Revision history for this message
OpenStack Infra (hudson-openstack) wrote : Related fix merged to nova (master)

Reviewed: https://review.openstack.org/634928
Committed: https://git.openstack.org/cgit/openstack/nova/commit/?id=cd1823195fac3d18aa58a45c819e6e97151b0f23
Submitter: Zuul
Branch: master

commit cd1823195fac3d18aa58a45c819e6e97151b0f23
Author: Jan Gutter <email address hidden>
Date: Tue Feb 5 14:51:49 2019 +0200

    Ignore some PendingDeprecationWarnings for os-vif

    os-vif got bumped to 1.14.0 in https://review.openstack.org/572082 and
    Nova is touching the VIFPortProfileOVSRepresentor class in a supported
    fashion until at least Train.

    However, that commit contributes to triggering bug 1813147 in check and
    gate. The warning is safe to silence and should be converted to an error
    in Train (once the older path is removed).

    Change-Id: I9d8175c78f068cf9bdad4aeba0941f6ff49a9acc
    Signed-off-by: Jan Gutter <email address hidden>
    Related-Bug: #1813147
    blueprint: generic-os-vif-offloads

Revision history for this message
Matt Riedemann (mriedem) wrote :

Looks like this is our biggest issue in the functional py35 job now:

2019-02-06 21:04:13.978116 | ubuntu-xenial | b'/home/zuul/src/git.openstack.org/openstack/nova/.tox/functional-py35/lib/python3.5/site-packages/oslo_service/threadgroup.py:193: DeprecationWarning: Calling add_timer() with arguments to the callback function is deprecated. Use add_timer_args() instead.'

Revision history for this message
OpenStack Infra (hudson-openstack) wrote : Fix proposed to nova (master)

Fix proposed to branch: master
Review: https://review.openstack.org/635516

Changed in nova:
assignee: nobody → Matt Riedemann (mriedem)
status: Confirmed → In Progress
Revision history for this message
OpenStack Infra (hudson-openstack) wrote : Related fix merged to nova (master)

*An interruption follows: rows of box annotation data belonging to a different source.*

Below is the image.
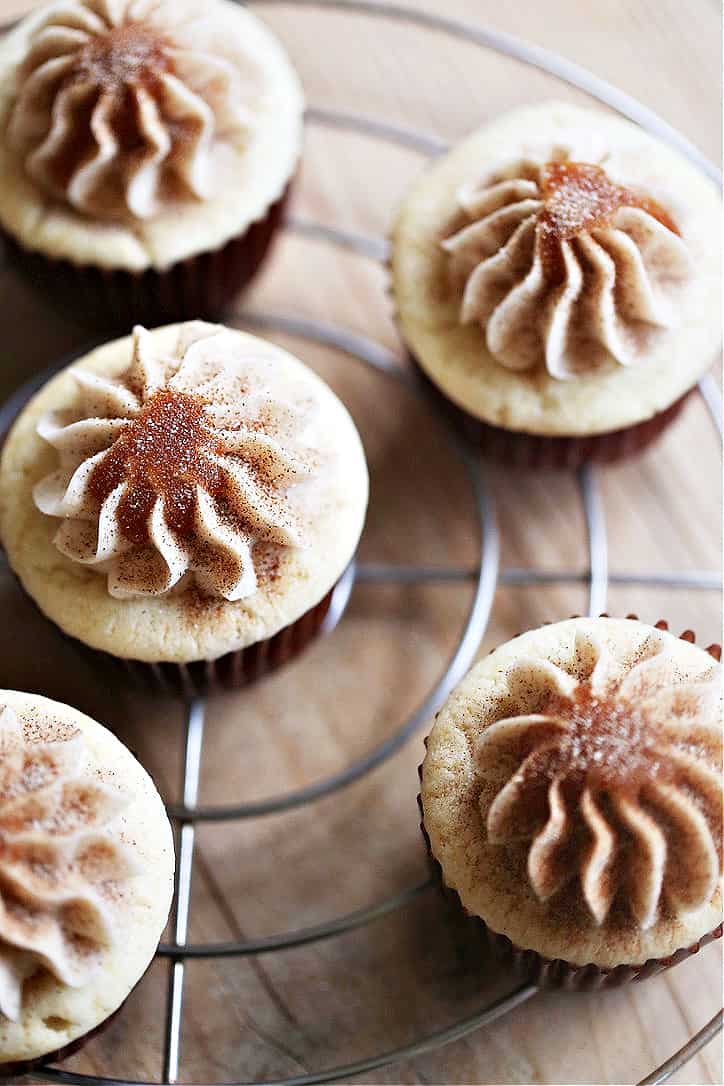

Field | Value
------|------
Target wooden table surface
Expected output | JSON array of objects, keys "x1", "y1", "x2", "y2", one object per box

[{"x1": 0, "y1": 0, "x2": 722, "y2": 1083}]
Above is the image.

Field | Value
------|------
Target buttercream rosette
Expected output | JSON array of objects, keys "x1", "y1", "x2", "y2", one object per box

[
  {"x1": 0, "y1": 705, "x2": 137, "y2": 1022},
  {"x1": 34, "y1": 321, "x2": 316, "y2": 601},
  {"x1": 441, "y1": 146, "x2": 693, "y2": 379},
  {"x1": 7, "y1": 0, "x2": 251, "y2": 220},
  {"x1": 475, "y1": 630, "x2": 722, "y2": 931}
]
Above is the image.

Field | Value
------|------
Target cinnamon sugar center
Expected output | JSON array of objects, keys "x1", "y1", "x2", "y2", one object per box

[
  {"x1": 89, "y1": 389, "x2": 224, "y2": 544},
  {"x1": 75, "y1": 22, "x2": 173, "y2": 90},
  {"x1": 536, "y1": 162, "x2": 679, "y2": 282},
  {"x1": 531, "y1": 683, "x2": 665, "y2": 792}
]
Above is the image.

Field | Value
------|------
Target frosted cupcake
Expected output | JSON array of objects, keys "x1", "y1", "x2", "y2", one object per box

[
  {"x1": 392, "y1": 103, "x2": 721, "y2": 466},
  {"x1": 421, "y1": 618, "x2": 722, "y2": 988},
  {"x1": 0, "y1": 0, "x2": 303, "y2": 329},
  {"x1": 0, "y1": 691, "x2": 174, "y2": 1081},
  {"x1": 0, "y1": 321, "x2": 368, "y2": 687}
]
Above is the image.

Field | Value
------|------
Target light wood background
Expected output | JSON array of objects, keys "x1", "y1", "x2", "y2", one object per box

[{"x1": 0, "y1": 0, "x2": 722, "y2": 1083}]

Reviewed: https://review.openstack.org/634451
Committed: https://git.openstack.org/cgit/openstack/nova/commit/?id=d916a045c19beb0d058fa04e387bc0c4097d5990
Submitter: Zuul
Branch: master

commit d916a045c19beb0d058fa04e387bc0c4097d5990
Author: Matt Riedemann <email address hidden>
Date: Fri Feb 1 11:45:49 2019 -0500

    Ignore sqla-migrate inspect.getargspec deprecation warnings

    This adds a warnings filter to ignore the "inspect.getargspec"
    warnings from sqlalchemy-migrate until bug 1814288 is fixed
    in that library.

    Change-Id: Id8c02e745742980d3dd0a24e6e2b7a5859f3cb88
    Related-Bug: #1813147

Revision history for this message
OpenStack Infra (hudson-openstack) wrote : Fix merged to nova (master)

Reviewed: https://review.openstack.org/635516
Committed: https://git.openstack.org/cgit/openstack/nova/commit/?id=c03cc26ee04734b610d13c694cc8b12ad554b4aa
Submitter: Zuul
Branch: master

commit c03cc26ee04734b610d13c694cc8b12ad554b4aa
Author: Matt Riedemann <email address hidden>
Date: Thu Feb 7 09:04:25 2019 -0500

    Fix deprecation warning for threadgroup.add_timer

    This resolves the following deprecation warning:

    b'/home/zuul/src/git.openstack.org/openstack/nova/.tox/functional-py35/
    lib/python3.5/site-packages/oslo_service/threadgroup.py:193:
    DeprecationWarning: Calling add_timer() with arguments to the callback
    function is deprecated. Use add_timer_args() instead.'

    The add_timer_args method was added in 1.34.0:

      Ib2791342263e2b88c045bcc92adc8160f57a0ed6

    So the required version of oslo.service is also updated.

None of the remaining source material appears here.